Tagg Romney considering Senate run for some reason

UPDATED: Mitt Romney's eldest son may carry on the family legacy of losing elections

Topics: Politics, U.S. Senate, Mitt Romney, Tagg Romney, Editor's Picks,

Tagg Romney considering Senate run for some reason (Credit: AP/Pat Wellenbach)

Remember Mitt Romney? He was this rich guy who ran for president because his dad wanted to be president, a long time ago. He didn’t win. Running for president to fulfill your dad’s legacy and then losing is, you would think, the sort of thing that would sour your family on electoral politics, but it might’ve just inspired an endless cycle of running-for-things-to-honor-your-dad. That is really the only explanation I can come up with for this news:

Is the next generation of Romney politicians beginning? Despite press reports that Tagg Romney will not be running for Senate, a source close to Tagg Romney tells National Review Online that Tagg, the oldest son of Mitt and Ann Romney, and a prominent surrogate for his dad during the election, is seriously considering making a Senate run in Massachusetts — and expects to decide one way or another soon.

OK, Tagg, sure.

Taggart Romney currently helps run a private equity firm — yes, “private equity,” that thing that made Mitt Romney both rich and unelectable — called Solamere Capital. He started the firm right after the 2008 election, when smart people knew that Tagg’s dad, Mitt, was almost definitely going to be the next Republican nominee for president. And like his father, who likes to imagine himself a self-made man, Tagg simply does not understand why people insist that it’s weird that someone with no private equity experience at all managed to start a firm that got a lot of rich investors right away.
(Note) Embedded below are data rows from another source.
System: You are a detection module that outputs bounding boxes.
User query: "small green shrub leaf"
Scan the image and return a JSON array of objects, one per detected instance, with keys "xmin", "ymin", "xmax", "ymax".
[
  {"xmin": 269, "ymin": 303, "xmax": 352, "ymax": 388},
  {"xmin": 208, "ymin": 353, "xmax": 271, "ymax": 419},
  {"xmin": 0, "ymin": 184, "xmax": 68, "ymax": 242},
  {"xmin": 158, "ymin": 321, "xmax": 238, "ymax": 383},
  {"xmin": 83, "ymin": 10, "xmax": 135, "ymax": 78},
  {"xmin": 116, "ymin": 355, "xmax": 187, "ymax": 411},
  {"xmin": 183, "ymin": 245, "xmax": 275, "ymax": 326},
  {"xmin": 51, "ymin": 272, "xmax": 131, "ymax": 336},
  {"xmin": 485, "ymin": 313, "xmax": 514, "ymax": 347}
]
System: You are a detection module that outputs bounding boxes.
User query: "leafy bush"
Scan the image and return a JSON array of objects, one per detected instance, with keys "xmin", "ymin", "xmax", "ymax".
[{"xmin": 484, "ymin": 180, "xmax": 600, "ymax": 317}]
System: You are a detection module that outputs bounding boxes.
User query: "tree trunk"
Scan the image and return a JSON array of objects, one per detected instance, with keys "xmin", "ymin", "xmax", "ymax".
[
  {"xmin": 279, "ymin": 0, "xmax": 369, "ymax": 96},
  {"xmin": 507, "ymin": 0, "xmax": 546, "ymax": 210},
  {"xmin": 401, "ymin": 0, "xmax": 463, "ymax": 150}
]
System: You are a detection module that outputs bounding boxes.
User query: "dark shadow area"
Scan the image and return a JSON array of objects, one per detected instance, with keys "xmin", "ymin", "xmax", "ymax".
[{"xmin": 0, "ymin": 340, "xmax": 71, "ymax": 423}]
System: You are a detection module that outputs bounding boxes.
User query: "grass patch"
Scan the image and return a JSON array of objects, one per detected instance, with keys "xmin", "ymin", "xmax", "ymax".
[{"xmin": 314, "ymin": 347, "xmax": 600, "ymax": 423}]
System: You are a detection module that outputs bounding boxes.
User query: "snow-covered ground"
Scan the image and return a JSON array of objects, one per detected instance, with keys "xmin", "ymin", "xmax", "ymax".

Solamere’s founders dispute any notion that they have cashed in on their political connections, arguing that Solamere, like any fund, has had to persuade investors on its merits.

“No one we went to as an investor said, ‘Oh, your dad is Mitt Romney, I’m going to give you $10 million,” Tagg Romney said, noting that his father’s political future was uncertain when the firm began. He added, “Our relationships with people got us in the door, but that did not get us investors.”

Even so, Mitt Romney was the featured speaker at Solamere’s first investor conference in Deer Valley in January 2010. Mr. Romney, who made his fortune in private equity at Bain Capital, also gave early strategic advice.



The Romneys are all so good at self-deception. That is like the thing they are second-best at, after “getting rich people to give them money because they are named Romney.”

Anyway, as the Weekly Standard points out, Tagg Romney has no political history to speak of, and has never expressed any sort of political opinion at all beyond wanting his dad to be president. Running for office would simply be a vanity project, because the Romneys are all convinced that their holding elected office constitutes noble public service. Their only political conviction is that a person named Romney is so uniquely talented and virtuous that putting him in charge of stuff would be good for everyone. That’s why it’s fun to watch them lose elections. Tagg Romney is perfect for the job of “person who will lose the Massachusetts Senate election, to a Democrat.”

UPDATE: Tagg’s not running. I very much recommend this NRO post reporting that fact, because it’s very fawning. “Romney, a sharp and amiable surrogate for his father, had conservatives excited.” Oh well, there’s always 2014.